If most of the people especially the so-called leaders in Mindanao and in the whole country pause for a month too, to observe fasting and praying, wouldn’t the ends of peace be served more effectively and speedily? Then, there would be harmony and understanding among peoples, no matter if we have different cultural backgrounds, creed, religious backgrounds and political orientation.

Indeed, Ramadan symbolizes tranquility of the soul. The confusions in the world “are mere reflections of the confusions within us”, a song laments, and when the human body is sustained only by the amount of food that it needs, and not saddled by substances that ensnare the spirit, true harmony can really happen.

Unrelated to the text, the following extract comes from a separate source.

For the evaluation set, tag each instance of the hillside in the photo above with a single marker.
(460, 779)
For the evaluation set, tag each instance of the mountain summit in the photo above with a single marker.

In solidarity of our Muslim brethren in Mindanao Duyog Ramadan is being practiced by some Catholic-run educational institutes to journey with them in their fasting and prayer. It is also a way of fostering understanding and harmony among Mindanaoans.

It is what makes living in our troubled land more feasible because it is a unique way of sacrificing for the greater good. And though there are a lot of advantages in this kind of practice, I often wonder why this is not taught as part of studying the different cultures here in Mindanao.

Why does it seem like we are all strangers in our own land? Shouldn’t the Department of Education ensure that we before anything else, all of us should be able to speak about our diverse cultural background rather than be adept at knowing foreign language and culture?

This is a call for government agencies to heed because knowing ourselves can promote peace and understanding, more than any grandstanding. It is what we sorely lack.

Published in the Sun.Star Davao newspaper on July 14, 2014.